Can we automatically generate formal verifiers from policy text?
Verifier scarcity blocks process verification in most domains. Can language models synthesize correct-by-construction formal checkers directly from natural-language policies, bridging informal rules and rigorous proof?
The chronic obstacle to process verification beyond math and code is verifier scarcity: someone has to write the checker, and most domains lack one. interwhen's second contribution attacks this directly — it synthesizes verifiers automatically from natural-language policy documents. Given a policy stated in prose, the system generates code-based verifiers, and in the strong case produces provably correct verifiers expressed in Lean or z3 (an SMT solver). Once a verifier exists, a language model extracts the verifier's input variables from a partial reasoning trace at runtime, and any formal or code-based verifier can be plugged in.
The significance is the inversion of the usual neuro-symbolic division of labor. Typically the LLM does fuzzy reasoning while a hand-built formal system checks it. Here the LLM is also the bridge that builds and feeds the formal system: it translates prose policy into formal verifier code, and it extracts the formal verifier's inputs from informal trace text. The formal layer (Lean/z3) supplies the provable-correctness guarantee; the LLM supplies the translation between informal policy/trace and formal specification.

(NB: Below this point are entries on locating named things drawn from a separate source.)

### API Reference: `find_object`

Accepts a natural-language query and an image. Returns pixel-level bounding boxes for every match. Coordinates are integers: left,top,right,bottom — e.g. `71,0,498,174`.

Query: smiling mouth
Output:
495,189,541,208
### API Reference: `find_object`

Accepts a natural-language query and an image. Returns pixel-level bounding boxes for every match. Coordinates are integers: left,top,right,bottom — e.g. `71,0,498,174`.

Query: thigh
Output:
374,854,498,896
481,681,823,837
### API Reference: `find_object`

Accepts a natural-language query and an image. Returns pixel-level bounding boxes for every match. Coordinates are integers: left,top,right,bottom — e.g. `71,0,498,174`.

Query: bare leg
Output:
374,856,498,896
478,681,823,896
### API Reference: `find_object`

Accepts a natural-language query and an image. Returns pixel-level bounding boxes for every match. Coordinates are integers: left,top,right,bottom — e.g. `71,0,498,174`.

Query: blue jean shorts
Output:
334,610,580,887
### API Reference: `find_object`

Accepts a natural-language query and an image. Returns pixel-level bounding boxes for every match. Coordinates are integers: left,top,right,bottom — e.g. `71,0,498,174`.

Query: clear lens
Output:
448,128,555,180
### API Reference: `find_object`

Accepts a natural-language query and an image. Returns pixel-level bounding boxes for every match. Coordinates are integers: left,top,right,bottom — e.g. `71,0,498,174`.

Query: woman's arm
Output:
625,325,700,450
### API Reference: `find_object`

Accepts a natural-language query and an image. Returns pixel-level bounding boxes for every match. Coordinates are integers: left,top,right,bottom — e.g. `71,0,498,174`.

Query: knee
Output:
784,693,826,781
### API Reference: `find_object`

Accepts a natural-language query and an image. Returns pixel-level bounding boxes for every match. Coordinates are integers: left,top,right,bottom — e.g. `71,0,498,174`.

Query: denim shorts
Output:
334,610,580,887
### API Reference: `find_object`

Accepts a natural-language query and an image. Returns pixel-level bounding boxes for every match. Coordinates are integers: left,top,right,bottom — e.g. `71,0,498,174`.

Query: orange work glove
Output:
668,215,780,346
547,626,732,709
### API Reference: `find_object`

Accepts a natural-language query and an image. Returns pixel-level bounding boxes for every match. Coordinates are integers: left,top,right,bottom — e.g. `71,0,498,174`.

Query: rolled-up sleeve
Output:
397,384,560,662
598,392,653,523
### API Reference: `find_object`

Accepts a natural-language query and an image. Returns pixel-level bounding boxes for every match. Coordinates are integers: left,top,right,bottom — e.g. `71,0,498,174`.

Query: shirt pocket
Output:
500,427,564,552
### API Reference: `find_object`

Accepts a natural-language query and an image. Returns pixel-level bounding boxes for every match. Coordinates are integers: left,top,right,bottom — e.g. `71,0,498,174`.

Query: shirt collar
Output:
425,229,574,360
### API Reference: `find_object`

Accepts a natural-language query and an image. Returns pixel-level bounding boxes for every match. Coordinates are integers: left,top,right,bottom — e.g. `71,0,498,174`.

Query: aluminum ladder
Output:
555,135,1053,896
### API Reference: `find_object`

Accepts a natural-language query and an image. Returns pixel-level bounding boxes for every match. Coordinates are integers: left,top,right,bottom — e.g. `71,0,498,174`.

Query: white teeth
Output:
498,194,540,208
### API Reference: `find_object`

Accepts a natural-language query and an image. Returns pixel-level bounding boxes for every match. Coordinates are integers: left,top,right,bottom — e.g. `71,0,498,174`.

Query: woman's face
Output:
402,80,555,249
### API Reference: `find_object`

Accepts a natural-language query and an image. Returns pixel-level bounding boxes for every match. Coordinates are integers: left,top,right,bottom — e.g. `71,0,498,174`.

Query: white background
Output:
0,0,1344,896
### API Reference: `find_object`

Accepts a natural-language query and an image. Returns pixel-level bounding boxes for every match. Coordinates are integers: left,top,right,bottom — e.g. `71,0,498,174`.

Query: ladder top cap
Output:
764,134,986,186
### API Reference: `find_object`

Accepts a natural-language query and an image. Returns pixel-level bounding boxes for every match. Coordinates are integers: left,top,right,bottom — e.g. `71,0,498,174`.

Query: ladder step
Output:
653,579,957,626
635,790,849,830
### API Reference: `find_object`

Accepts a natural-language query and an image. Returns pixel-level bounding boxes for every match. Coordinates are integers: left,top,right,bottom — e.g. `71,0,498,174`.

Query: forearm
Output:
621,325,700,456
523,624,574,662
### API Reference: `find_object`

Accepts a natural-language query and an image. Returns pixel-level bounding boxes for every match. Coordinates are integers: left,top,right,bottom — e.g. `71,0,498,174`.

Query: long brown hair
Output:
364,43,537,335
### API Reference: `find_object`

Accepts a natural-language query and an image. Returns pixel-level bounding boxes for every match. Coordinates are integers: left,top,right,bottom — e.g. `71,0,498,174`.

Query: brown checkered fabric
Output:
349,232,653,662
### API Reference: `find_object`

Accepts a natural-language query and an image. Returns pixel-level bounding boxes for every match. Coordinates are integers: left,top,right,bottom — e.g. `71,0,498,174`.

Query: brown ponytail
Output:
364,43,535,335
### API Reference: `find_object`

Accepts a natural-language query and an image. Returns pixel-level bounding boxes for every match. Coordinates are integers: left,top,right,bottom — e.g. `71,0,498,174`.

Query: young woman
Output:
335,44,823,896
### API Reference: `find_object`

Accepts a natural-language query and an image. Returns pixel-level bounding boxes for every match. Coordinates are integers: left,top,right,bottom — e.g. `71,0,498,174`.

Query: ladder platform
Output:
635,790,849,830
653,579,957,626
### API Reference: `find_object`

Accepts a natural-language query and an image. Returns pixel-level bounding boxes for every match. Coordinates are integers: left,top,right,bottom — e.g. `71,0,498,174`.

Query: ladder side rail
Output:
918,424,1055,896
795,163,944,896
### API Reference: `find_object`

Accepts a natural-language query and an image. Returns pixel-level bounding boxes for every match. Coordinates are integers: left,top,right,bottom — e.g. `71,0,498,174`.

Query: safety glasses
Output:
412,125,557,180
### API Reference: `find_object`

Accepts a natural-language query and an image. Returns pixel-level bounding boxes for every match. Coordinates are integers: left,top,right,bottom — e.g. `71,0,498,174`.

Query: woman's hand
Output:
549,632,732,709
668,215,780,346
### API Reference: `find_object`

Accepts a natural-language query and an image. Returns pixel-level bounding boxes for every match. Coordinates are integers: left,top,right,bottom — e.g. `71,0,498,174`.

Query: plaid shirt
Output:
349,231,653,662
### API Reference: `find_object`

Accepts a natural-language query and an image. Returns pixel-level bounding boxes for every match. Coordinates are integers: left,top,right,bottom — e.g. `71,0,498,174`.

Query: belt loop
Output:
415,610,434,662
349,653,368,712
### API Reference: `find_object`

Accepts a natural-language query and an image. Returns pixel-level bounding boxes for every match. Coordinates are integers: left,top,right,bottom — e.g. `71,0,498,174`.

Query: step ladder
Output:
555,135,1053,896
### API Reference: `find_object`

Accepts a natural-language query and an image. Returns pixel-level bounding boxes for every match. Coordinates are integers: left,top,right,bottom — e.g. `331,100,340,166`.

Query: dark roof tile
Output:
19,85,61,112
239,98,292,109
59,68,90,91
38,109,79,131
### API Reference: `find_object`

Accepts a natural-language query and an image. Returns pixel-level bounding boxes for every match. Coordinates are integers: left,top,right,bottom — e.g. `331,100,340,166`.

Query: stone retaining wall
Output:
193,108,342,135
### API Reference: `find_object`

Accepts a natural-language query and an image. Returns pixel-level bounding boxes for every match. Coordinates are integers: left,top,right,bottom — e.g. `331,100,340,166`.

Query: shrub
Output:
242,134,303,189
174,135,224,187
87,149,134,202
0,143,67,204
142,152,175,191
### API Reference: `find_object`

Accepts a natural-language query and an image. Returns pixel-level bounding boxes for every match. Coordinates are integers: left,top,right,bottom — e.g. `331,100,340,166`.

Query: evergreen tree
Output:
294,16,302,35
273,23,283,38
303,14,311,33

This generalizes the reach of process verification from domains with native checkers (theorem proving, code execution) to any domain whose rules can be written down in prose. It connects to the vault's broader thread on offloading reliability to deterministic systems — since Can symbolic solvers fix how LLMs reason about logic?, the established pattern is "LLM formulates, solver executes"; interwhen extends it to "LLM formulates the verifier itself from policy, then solver executes the verifier." Counterpoint and risk: the provable-correctness guarantee covers the verifier's logic, not the LLM's translation of prose into that logic — a mis-synthesized verifier is confidently wrong, so the weakest link migrates from the checker to the prose-to-formal step. Why it matters: it makes formal policy compliance achievable for ordinary agentic tasks without a human writing every verifier.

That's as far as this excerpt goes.